第四十五章 決断への「想い」の準備−1

決断・実行編では、人間が、いよいよ地球から月へ移住して、月で絶対宇宙へのタイムトンネルを通って新しい全体宇宙へ本来なら50億年かかる旅を一瞬にしてやり遂げようとするための実践編です。
ところが、現在の人間の状況では、到底無理なはなしです。
地球上でも、貢献するどころか返って地球を傷つけておる。そのことは反省編で述べてきました。
それではいけないので、どうあるべきかをこの改正編で、お話してきました。
ここでは、今までお話してきたことと重複するかも知れませんが、特に次の決断編へ入っていく前にこれだけは理解しておいて欲しい、と思われるものを上げてみたいと思います。

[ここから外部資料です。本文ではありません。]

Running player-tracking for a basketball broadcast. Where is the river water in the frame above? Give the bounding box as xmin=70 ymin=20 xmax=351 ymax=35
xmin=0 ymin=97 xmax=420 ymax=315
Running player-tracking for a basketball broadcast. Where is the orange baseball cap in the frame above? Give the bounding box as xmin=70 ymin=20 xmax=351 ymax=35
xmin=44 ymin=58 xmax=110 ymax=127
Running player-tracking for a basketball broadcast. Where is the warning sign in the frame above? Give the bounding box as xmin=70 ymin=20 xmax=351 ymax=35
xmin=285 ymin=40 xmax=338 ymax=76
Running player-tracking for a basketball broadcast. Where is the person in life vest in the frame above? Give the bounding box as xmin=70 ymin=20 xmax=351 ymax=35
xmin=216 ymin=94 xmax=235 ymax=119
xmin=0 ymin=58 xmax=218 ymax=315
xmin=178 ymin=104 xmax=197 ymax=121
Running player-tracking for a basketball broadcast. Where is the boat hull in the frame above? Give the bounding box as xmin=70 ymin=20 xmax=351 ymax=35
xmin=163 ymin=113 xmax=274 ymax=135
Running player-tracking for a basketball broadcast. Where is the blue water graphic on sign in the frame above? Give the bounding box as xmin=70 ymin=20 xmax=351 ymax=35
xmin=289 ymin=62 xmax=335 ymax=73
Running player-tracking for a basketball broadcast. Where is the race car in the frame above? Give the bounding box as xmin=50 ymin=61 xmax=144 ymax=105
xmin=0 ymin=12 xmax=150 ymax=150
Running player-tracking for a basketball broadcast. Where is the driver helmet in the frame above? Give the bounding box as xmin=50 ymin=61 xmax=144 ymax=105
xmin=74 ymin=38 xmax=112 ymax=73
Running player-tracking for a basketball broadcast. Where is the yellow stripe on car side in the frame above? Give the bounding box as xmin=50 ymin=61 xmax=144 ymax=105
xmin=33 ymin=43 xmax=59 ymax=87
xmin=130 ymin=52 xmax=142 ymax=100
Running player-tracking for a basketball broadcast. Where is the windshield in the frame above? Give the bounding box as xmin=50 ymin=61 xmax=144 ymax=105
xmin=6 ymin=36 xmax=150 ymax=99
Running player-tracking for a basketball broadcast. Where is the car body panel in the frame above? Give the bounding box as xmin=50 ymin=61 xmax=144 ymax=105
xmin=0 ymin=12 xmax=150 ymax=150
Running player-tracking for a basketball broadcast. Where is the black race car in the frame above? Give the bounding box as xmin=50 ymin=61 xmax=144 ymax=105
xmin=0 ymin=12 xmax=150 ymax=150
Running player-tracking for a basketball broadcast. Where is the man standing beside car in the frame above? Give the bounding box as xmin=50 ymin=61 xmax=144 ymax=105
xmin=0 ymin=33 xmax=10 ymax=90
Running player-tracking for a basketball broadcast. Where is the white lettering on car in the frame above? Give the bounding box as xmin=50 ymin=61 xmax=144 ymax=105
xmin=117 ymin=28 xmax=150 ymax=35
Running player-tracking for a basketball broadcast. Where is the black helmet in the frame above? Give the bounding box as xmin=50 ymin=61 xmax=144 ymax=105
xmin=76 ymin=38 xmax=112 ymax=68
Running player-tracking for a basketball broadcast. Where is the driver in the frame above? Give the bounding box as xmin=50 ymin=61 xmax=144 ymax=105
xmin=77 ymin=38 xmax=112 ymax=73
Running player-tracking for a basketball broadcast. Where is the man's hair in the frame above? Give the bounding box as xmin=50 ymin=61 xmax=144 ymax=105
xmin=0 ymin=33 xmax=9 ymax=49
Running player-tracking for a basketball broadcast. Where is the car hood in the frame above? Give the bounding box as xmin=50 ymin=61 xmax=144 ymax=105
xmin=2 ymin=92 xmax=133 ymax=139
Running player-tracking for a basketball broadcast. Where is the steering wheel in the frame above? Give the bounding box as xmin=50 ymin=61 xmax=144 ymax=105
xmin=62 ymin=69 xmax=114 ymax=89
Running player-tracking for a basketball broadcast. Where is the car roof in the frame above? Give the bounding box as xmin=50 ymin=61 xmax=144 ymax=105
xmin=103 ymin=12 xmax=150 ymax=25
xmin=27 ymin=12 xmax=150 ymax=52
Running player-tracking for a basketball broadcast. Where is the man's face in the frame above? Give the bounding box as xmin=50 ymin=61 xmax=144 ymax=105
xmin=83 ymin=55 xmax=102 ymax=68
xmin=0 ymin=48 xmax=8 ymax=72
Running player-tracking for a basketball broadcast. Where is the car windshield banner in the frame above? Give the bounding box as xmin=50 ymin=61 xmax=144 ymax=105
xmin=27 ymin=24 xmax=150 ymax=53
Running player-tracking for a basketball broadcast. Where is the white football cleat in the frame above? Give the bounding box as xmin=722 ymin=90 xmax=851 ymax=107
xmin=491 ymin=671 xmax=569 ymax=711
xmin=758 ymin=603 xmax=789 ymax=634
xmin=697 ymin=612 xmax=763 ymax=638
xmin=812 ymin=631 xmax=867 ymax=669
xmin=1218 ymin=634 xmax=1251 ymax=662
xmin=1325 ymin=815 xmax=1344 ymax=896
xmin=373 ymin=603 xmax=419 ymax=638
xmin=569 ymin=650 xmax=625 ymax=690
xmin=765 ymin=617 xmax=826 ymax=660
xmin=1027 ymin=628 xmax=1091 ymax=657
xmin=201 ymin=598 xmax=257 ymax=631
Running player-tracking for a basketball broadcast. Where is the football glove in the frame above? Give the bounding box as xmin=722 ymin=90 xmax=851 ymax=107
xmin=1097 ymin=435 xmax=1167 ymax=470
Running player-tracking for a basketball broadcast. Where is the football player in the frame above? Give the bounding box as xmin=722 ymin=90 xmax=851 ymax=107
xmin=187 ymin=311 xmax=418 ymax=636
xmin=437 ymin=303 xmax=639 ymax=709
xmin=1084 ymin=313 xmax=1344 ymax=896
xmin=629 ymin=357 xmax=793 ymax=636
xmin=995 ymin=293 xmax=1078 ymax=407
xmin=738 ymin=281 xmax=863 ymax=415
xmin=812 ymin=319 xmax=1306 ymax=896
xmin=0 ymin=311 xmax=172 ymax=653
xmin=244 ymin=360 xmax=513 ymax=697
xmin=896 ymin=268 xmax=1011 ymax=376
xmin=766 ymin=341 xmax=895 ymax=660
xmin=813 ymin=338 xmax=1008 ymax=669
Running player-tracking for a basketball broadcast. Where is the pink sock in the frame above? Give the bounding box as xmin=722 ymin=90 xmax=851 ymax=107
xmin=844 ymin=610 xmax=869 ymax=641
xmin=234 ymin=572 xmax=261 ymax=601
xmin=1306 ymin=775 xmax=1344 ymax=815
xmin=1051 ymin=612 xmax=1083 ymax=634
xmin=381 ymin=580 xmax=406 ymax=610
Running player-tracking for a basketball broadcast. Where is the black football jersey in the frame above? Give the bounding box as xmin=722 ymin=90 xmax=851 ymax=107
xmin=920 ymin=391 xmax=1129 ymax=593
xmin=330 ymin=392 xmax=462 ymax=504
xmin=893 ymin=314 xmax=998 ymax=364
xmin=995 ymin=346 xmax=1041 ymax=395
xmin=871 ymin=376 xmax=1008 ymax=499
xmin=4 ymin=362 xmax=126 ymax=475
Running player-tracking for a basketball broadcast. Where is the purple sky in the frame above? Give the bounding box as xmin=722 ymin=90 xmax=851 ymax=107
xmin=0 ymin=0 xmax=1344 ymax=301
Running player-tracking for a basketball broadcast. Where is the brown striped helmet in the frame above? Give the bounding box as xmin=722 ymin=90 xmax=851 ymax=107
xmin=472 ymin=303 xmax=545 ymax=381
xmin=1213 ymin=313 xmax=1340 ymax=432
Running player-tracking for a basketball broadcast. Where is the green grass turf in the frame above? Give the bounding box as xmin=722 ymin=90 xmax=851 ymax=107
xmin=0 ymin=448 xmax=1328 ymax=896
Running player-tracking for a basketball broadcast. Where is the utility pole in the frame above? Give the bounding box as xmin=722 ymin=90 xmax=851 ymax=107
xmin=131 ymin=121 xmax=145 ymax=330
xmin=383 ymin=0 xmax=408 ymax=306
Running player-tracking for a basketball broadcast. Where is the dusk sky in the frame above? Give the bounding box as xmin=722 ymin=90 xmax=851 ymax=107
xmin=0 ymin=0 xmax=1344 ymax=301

まず、一番の基本として速度という概念ですが、人間として最高知性の物理学者の説によると、光よりも速いスピードで飛べるものは存在しない。
しかし、ブラックホールという概念があり、そのブラックホールの存在が明らかにされた現在、光よりも速いスピードのものがあることは、疑いのない事実であります。
今、人間が飛べる最高の速度は宇宙船で時速4万キロメートルです。これはちょうど地球引力からの脱出速度であります。
一方、光の速度は時速10億8千万キロメートルです。
光の速度の2万7千分の1です。
それを、これからの100年間で可能にしようとする試みであります。
そのためには、地球を支配するカミであるわたし一人では無理な話しです。
まず、父であるヒカリとテンシの協力が必要となります。
と言いますのは、ヒカリの肉体である太陽は、ブラックホールになるための星の質量の3分の1の重さであるから、光速以上の実現に、ひとつの実験資料になるからです。
すなわち、太陽からの脱出速度は光の3分の1、つまり、秒速10万キロメートル、時速3億6千万キロメートルだということです。
これは非常に意味深いことなのです。
わたしたち地球が、こうやって生きておれるのは、太陽からの輻射熱によるものです。
その輻射熱は、水素の核融合でヘリウムガスが生成される際に発生する膨大な熱エネルギーが地球上に届いているものなのです。
その熱エネルギーが光線になってやってくるのですが、その光線が太陽から脱出するのに、その速度の3分の1を奪われているという事実であります。
そして、太陽は今でも水素ガスを爆発させて、その密度を、どんどん重くさせていっている。いつかブラックホールと同じ密度の時がやってくる。そのとき惑星である水星、金星と一緒に地球もブラックホールになった太陽に吸いこまれていく。
太陽がブラックホールになったとき、その太陽も、銀河の中心で太陽の10倍もの質量のブラックホールに同時に吸いこまれていくのですが、ブラックホールになった太陽でも、その大きさは約20キロメートル弱の直径の星になっており、銀河中心のブラックホールでさえ、その大きさは直径60キロメートルにもならない小さな星となっています。
そして、いよいよ絶対宇宙というタイムトンネルを通って新しい全体宇宙へ瞬時に生まれ落ちる際、この月を経由していくのです。
月の直径は約3000キロですが、ちょうど月が宇宙飛行船の役割をして、太陽をも吸い込んだ銀河中心のブラックホールが直径60キロの光の速度以上を出せる高速ジェットエンジンとなって、月という宇宙飛行船に装着される。そして月に住んでいる人間も瞬時に光速以上の速度での宇宙旅行ができるようになる。
そうしますと、今までのように地球上で住んでいた時間の感覚がまったく通用しなくなるわけです。
人間が空を飛べるようになったのは、せいぜい100年前の話しです。それまで一番速い乗り物は蒸気機関車でせいぜい時速40キロ程度であった。100年後の今、人間は時速4万キロで飛べるものを開発しました。なんと1000倍になったのです。
あと100年で人間は多分その約3万倍の光の速度で飛べるようになるでしょう。
そのとき時間の変化が一気に起きて、宇宙すべての価値観が一変するものと思います。